Humanity is experiencing an unexpected evolutionary process. But it’s not our bodies that are evolving. Instead, new research explains, the diminutive mites that live in the skin on our faces are evolving to become one with us.

Here’s a piece of unpleasant news: there are mites on your face, right now. They live there. In fact, they meet other mites and (maybe) fall in love and have tiny mite babies on your face. Some of them also live on your nipples. They are passed on during birth from our mothers and are present on virtually every human being alive today, growing in numbers as our pores become larger in adulthood. For breakfast, lunch, and dinner, they munch on the sebum — a fatty substance — released by our pores, and are most active at night.

The first-ever genome sequencing study of these mites, known as Demodex folliculorum, shows that they are slowly making the transition from external parasites to internal symbionts. This evolutionary direction is fueled by inbreeding and the resulting shedding of genes this causes.

Evolving towards integration

“We found these mites have a different arrangement of body part genes to other similar species due to them adapting to a sheltered life inside pores,” says Dr. Alejandra Perotti, Associate Professor in Invertebrate Biology at the University of Reading, who co-led the research. “These changes to their DNA have resulted in some unusual body features and behaviors.”

The team explains that due to their isolated, sheltered existence — there are no known external threats for these mites, nor direct competitors — as well as having virtually no exposure to other mites with different genes, D. folliculorum has been experiencing a process of genetic reduction.

Essentially, they have been losing parts of their genome, becoming extremely simple organisms: currently, they move on legs powered by only 3, single-cell muscles.
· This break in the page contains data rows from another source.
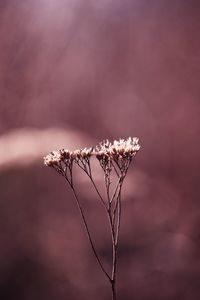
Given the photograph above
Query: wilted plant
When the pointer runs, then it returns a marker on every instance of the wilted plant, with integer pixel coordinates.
(114, 159)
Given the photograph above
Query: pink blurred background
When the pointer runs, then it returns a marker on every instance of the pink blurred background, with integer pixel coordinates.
(73, 73)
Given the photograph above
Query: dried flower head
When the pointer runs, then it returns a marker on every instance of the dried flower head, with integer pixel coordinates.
(120, 152)
(114, 158)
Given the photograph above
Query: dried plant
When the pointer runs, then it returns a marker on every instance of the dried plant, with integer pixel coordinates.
(114, 159)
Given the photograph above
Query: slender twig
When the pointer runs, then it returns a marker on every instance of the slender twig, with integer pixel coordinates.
(88, 232)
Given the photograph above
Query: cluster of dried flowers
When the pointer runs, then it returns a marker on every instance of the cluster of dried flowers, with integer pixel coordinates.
(114, 158)
(120, 152)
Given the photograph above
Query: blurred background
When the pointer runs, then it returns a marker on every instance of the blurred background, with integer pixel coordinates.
(73, 73)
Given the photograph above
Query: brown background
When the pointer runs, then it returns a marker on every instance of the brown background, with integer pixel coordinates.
(73, 73)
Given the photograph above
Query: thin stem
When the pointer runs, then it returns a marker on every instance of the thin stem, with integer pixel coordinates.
(88, 232)
(113, 286)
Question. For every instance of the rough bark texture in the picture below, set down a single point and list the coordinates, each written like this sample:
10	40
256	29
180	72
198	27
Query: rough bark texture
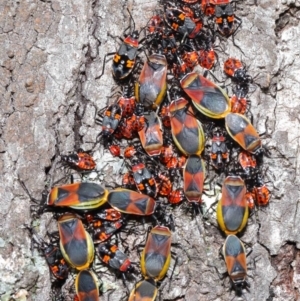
51	53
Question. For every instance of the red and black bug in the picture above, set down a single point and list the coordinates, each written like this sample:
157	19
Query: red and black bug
235	69
193	179
248	164
101	230
144	179
131	202
151	135
227	22
239	102
111	255
151	87
219	153
86	286
76	245
127	101
111	119
55	260
176	196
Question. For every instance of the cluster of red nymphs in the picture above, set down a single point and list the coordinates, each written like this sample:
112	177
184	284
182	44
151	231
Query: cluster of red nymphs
173	127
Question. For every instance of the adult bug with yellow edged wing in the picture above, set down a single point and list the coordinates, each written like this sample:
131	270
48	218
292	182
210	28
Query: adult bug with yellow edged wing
76	244
187	131
193	178
80	196
243	132
232	208
236	263
145	290
156	256
151	135
86	286
131	202
151	87
208	98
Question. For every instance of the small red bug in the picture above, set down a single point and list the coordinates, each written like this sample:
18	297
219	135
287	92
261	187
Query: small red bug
102	230
207	58
164	185
225	18
248	164
80	160
127	101
176	196
116	259
144	179
115	150
235	69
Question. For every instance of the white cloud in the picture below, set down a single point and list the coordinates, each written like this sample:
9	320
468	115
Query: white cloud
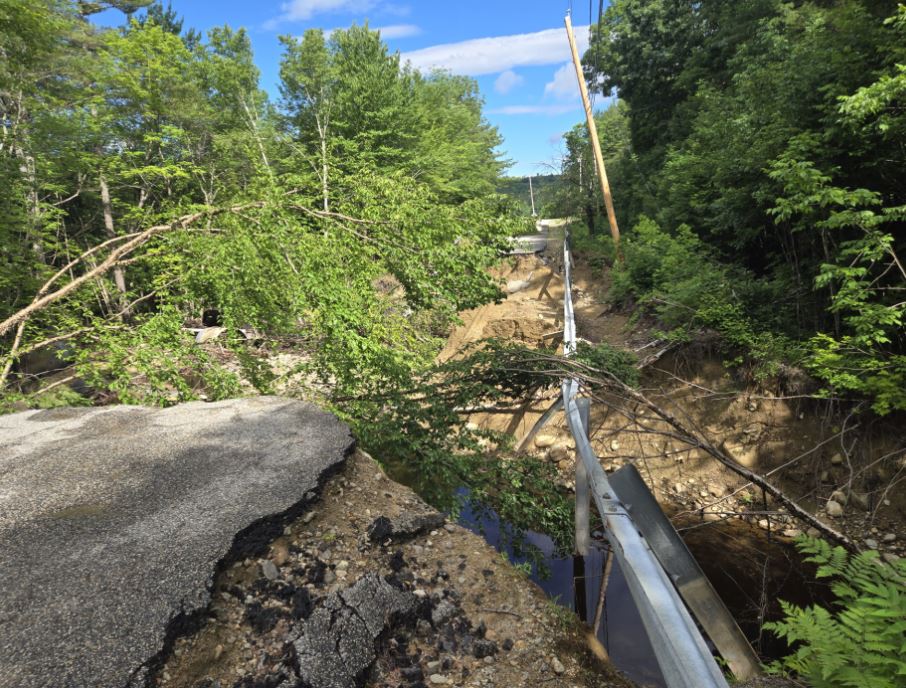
507	81
398	31
499	53
564	85
549	110
300	10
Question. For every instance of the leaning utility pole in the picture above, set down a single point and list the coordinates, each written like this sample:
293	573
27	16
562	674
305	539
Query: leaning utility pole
595	143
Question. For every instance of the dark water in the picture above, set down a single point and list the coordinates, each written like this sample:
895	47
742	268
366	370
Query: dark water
749	572
621	632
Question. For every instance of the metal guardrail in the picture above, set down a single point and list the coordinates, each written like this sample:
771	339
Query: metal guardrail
680	649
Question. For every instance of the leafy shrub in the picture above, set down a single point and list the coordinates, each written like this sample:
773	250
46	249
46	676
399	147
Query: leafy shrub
618	362
861	643
676	278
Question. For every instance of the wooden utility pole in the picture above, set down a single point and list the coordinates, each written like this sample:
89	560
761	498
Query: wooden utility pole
595	143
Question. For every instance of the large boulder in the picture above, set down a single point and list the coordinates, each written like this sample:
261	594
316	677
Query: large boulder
113	522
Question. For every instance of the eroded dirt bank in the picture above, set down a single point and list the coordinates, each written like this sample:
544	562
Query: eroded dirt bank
843	468
374	588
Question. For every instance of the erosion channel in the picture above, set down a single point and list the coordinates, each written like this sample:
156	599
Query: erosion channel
742	542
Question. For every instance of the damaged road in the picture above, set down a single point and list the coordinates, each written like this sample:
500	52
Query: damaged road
114	522
372	587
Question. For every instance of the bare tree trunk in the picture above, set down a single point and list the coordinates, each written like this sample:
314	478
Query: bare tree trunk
119	277
324	172
322	134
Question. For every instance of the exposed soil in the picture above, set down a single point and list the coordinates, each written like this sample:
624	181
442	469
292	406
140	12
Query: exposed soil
474	621
807	447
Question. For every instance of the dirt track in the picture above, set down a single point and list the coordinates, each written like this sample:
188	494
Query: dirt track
532	314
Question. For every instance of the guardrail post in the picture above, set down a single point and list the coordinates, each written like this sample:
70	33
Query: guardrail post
583	491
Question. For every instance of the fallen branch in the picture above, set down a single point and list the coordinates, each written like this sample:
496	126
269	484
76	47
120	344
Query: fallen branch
44	299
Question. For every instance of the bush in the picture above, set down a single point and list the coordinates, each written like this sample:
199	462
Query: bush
863	642
677	279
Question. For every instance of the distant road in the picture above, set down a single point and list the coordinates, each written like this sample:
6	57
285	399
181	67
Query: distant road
535	243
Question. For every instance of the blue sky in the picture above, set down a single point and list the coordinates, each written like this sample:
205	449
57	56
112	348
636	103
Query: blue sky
516	49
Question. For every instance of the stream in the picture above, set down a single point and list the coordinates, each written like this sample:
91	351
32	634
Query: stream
748	570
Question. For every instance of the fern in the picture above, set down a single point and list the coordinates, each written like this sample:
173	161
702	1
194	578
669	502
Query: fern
862	642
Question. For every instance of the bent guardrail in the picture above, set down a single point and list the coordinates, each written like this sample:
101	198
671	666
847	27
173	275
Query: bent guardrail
680	649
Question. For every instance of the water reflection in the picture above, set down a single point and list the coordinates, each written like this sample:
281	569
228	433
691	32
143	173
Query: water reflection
621	630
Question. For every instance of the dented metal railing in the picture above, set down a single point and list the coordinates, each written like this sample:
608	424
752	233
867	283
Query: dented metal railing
684	658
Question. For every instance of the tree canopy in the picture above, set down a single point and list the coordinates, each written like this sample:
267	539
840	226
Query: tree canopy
761	141
146	177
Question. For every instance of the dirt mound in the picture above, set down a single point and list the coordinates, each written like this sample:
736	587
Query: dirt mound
525	330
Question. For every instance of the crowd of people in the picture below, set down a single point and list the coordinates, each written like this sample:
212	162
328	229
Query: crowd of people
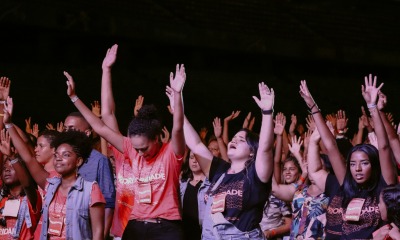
85	179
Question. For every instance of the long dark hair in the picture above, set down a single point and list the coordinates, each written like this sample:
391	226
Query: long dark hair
391	198
350	187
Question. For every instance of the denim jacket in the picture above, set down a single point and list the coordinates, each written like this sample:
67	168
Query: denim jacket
200	196
77	216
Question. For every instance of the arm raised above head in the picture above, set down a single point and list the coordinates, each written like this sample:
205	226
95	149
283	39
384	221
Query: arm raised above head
114	138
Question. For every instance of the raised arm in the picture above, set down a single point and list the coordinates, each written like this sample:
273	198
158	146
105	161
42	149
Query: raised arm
107	97
337	161
218	134
114	138
264	158
225	134
37	171
370	93
280	121
317	174
391	132
176	83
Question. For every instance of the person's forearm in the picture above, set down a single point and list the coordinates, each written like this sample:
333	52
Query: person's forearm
109	213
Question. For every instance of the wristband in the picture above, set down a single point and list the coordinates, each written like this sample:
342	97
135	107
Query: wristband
14	161
74	99
302	180
267	112
272	233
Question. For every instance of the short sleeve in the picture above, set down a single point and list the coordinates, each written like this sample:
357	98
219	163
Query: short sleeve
96	195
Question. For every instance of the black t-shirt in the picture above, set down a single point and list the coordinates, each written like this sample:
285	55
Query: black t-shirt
370	218
190	213
245	194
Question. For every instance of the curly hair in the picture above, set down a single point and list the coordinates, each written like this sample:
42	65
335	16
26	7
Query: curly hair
147	123
391	198
79	142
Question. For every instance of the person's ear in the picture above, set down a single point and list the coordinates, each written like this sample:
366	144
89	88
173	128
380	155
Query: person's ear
80	162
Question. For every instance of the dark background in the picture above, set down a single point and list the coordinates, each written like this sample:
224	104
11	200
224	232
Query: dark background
227	47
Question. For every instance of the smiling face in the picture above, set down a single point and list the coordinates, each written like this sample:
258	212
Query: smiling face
238	148
144	146
9	176
193	164
360	167
290	172
66	161
44	153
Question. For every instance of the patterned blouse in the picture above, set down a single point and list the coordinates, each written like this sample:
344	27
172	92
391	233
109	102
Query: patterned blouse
309	215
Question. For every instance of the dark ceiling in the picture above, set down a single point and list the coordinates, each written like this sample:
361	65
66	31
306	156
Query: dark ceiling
228	46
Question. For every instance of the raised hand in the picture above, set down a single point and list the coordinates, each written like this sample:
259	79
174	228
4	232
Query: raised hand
96	108
341	121
332	119
295	146
165	135
306	95
170	94
370	91
280	122
50	126
310	123
5	146
8	110
4	88
382	101
35	130
70	85
110	57
138	104
293	124
267	97
203	134
60	127
178	81
28	126
217	127
233	115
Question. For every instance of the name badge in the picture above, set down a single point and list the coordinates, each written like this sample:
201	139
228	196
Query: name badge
218	204
56	223
11	208
144	192
353	210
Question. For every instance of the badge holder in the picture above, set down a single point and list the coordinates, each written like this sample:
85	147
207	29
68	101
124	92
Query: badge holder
11	208
144	193
353	210
218	204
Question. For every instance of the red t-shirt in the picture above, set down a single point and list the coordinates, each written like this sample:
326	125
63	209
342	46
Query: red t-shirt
124	193
162	172
58	206
26	233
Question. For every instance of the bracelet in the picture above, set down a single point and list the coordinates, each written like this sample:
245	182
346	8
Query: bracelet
272	233
267	112
301	179
74	99
14	161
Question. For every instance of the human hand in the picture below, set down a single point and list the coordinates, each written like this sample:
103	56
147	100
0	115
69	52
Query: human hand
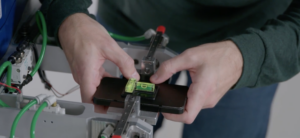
214	69
87	45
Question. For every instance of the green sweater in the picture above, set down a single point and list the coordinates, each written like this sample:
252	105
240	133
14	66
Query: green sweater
267	32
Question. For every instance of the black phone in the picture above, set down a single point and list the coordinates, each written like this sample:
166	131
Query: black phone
169	98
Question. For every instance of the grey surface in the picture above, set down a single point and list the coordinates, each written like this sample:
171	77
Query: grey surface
75	124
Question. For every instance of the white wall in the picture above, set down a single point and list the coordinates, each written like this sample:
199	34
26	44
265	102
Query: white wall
284	122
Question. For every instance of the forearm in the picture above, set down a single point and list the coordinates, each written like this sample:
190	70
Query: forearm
271	54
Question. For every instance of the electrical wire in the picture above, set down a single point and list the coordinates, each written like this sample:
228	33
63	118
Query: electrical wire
18	117
2	104
35	118
60	95
6	64
43	30
125	38
3	84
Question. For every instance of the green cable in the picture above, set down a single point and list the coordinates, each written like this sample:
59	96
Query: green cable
43	30
18	117
5	65
35	118
125	38
3	104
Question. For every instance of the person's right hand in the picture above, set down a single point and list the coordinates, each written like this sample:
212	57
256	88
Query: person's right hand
87	45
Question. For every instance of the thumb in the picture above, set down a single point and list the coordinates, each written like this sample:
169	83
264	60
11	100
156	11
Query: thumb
168	68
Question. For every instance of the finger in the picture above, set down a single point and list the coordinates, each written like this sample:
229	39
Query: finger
123	61
196	99
101	109
90	81
106	74
170	67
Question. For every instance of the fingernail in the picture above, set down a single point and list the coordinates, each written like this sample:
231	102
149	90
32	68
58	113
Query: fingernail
155	77
135	75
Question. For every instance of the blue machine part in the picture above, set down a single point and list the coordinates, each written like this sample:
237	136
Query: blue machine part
7	12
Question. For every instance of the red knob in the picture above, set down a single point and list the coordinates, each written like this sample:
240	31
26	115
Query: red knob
161	29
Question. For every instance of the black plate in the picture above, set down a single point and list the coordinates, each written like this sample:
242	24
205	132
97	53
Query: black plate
169	99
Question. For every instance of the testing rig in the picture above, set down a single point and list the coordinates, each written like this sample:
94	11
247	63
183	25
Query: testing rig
133	105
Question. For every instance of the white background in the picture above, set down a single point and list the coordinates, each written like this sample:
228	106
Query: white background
285	116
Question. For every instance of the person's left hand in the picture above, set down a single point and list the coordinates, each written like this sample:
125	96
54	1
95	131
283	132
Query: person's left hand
214	69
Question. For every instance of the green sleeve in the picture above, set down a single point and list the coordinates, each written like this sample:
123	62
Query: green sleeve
271	54
56	11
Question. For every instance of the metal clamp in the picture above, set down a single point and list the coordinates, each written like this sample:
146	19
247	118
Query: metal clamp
132	103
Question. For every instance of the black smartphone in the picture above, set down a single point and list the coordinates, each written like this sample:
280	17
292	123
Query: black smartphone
169	98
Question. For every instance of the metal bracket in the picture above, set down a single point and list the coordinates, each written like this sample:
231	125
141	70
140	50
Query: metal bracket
132	103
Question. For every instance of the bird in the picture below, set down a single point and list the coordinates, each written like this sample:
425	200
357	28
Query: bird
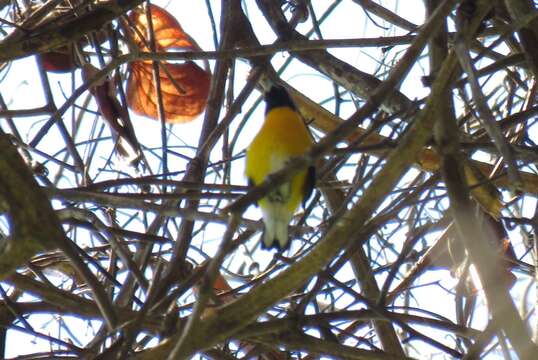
282	136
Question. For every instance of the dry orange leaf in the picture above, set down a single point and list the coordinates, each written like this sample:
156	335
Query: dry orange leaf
184	87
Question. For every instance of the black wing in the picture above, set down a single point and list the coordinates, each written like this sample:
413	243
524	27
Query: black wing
309	183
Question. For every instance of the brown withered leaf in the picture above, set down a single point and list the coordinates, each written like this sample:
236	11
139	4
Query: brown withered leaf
114	114
184	97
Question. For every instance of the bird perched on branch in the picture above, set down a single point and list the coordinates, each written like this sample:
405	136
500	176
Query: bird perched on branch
282	136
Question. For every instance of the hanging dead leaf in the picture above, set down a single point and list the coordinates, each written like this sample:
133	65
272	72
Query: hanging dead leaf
184	87
115	115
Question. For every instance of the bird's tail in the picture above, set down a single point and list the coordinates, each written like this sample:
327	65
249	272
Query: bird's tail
276	231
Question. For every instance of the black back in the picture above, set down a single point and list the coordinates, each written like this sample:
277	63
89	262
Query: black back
277	96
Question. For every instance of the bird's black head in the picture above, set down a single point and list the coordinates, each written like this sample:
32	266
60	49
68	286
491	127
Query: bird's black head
277	96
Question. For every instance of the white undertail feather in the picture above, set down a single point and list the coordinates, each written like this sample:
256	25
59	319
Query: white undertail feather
276	220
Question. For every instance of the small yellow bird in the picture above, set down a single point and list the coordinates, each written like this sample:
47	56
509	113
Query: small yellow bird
282	136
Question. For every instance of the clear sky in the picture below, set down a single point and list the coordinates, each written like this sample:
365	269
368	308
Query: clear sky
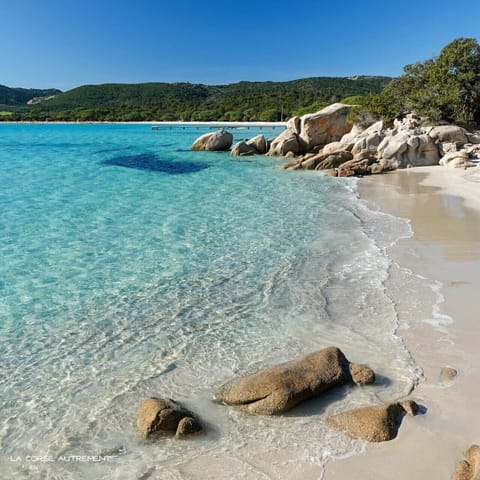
67	43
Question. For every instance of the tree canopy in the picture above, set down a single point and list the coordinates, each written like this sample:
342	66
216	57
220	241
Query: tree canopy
446	87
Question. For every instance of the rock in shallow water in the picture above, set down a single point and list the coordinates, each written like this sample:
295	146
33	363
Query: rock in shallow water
164	415
278	389
215	141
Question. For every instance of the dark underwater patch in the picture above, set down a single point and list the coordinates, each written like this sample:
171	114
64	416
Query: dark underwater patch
150	161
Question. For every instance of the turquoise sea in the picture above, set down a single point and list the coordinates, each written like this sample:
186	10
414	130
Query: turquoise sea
133	267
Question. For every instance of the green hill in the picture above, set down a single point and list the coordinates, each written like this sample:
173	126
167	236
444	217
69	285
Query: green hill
196	102
14	97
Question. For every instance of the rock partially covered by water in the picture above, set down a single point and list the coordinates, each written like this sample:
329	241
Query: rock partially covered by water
447	375
163	415
255	146
259	143
215	141
287	142
469	469
378	423
278	389
241	149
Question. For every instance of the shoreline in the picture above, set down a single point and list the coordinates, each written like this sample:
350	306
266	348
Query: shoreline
153	122
443	206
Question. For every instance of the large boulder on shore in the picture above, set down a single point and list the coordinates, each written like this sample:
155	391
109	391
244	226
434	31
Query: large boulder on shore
163	415
278	389
377	423
327	125
215	141
469	469
448	133
313	130
287	142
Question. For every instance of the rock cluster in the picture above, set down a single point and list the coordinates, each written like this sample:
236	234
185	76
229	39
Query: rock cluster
278	389
377	423
157	416
327	141
305	133
216	141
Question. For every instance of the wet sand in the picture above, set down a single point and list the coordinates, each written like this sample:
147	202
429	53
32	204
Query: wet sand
444	208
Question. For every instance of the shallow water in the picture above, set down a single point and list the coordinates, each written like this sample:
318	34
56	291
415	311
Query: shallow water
132	267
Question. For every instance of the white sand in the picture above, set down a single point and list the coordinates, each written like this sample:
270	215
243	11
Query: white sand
444	206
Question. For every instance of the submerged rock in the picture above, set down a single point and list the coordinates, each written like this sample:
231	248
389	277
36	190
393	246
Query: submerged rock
243	149
278	389
215	141
163	415
469	469
447	375
259	143
378	423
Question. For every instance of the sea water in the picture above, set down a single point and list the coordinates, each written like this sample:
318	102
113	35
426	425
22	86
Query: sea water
132	267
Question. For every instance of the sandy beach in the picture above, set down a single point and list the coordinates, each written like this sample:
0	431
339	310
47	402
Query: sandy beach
444	208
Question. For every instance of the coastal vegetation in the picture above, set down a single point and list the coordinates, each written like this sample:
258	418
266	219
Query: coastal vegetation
17	97
443	88
243	101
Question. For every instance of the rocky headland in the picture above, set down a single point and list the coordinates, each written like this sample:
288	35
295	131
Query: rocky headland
328	141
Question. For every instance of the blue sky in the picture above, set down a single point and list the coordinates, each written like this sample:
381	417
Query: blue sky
67	43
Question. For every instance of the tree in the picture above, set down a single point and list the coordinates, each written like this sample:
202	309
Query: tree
443	88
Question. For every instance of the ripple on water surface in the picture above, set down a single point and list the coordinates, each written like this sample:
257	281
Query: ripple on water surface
167	278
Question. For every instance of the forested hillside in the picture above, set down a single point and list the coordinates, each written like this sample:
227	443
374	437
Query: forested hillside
267	101
20	96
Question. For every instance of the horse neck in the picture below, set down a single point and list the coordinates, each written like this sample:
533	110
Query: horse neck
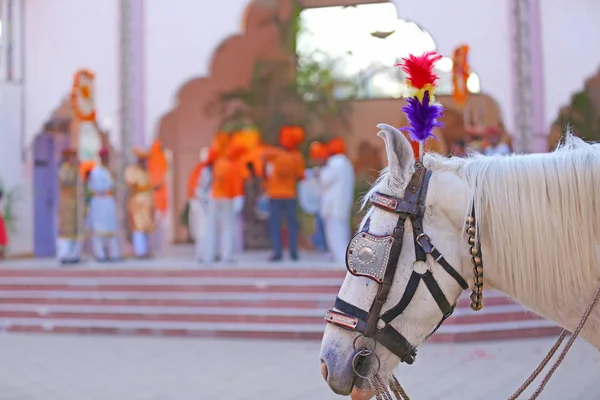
565	312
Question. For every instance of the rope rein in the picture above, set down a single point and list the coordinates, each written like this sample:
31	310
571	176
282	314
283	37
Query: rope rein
381	391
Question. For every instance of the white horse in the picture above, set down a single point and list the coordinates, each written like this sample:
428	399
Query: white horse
538	217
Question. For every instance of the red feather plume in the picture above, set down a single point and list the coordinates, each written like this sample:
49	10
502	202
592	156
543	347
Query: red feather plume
419	69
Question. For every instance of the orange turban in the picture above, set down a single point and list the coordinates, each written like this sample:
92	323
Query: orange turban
141	154
213	154
290	137
318	151
85	168
337	146
221	141
235	151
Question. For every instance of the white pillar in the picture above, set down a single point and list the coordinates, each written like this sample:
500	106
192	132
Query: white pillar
528	75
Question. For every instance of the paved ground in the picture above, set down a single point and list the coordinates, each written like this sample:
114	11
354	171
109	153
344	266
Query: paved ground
182	257
54	367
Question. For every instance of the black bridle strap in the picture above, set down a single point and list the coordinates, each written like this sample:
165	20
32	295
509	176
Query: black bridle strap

They also function using the narrowest range of proteins ever seen in any of its related species, according to the team. Even their nocturnal behavior is a product of this genetic reduction: they have lost any protection from ultraviolet light. Furthermore, these mites have lost the genes that encode the production of melatonin, a compound that makes small invertebrates active at night, and instead rely on the melatonin our skin secretes at dusk.

Other shifts make the mites highly adapted to life on human skin, but helpless anywhere else. Their reproductive organs have moved anteriorly, and the tiny invertebrates need to cling to human hair to be able to copulate. A particular arrangement of their mouth appendages let them more easily access sebum in our pores.

Unlike other parasites, the mites contain more cells when young compared to their adult stage. This, the team explains, shows that the species has already started becoming symbionts.

In the long run, however, the lack of exposure to mates that could add new genes to their genomes means that D. folliculorum is at an evolutionary dead end and may even become extinct. While such a process has been observed in unicellular organisms before, this is the first time it’s been noted in multicellular animals.

All in all, it seems that the mites are well on their way to becoming completely dependent on human beings to survive. Their genetic isolation and hyperspecialization is very likely to result in the species entering a dependent relationship with us. Although it may be icky to think that our faces are inhabited by these mites, they can also benefit us to an extent. Normal populations of D. folliculorum help maintain skin health as they consume dead cells, and unclog our pores of excess sebum.

“Mites have been blamed for a lot of things. The long association with humans might suggest that they also could have simple but important beneficial roles, for example, in keeping the pores in our face unplugged,” explains Dr. Henk Braig, co-lead author from Bangor University and the National University of San Juan.

The paper “Human follicular mites: Ectoparasites becoming symbionts” has been published in the journal Molecular Biology and Evolution.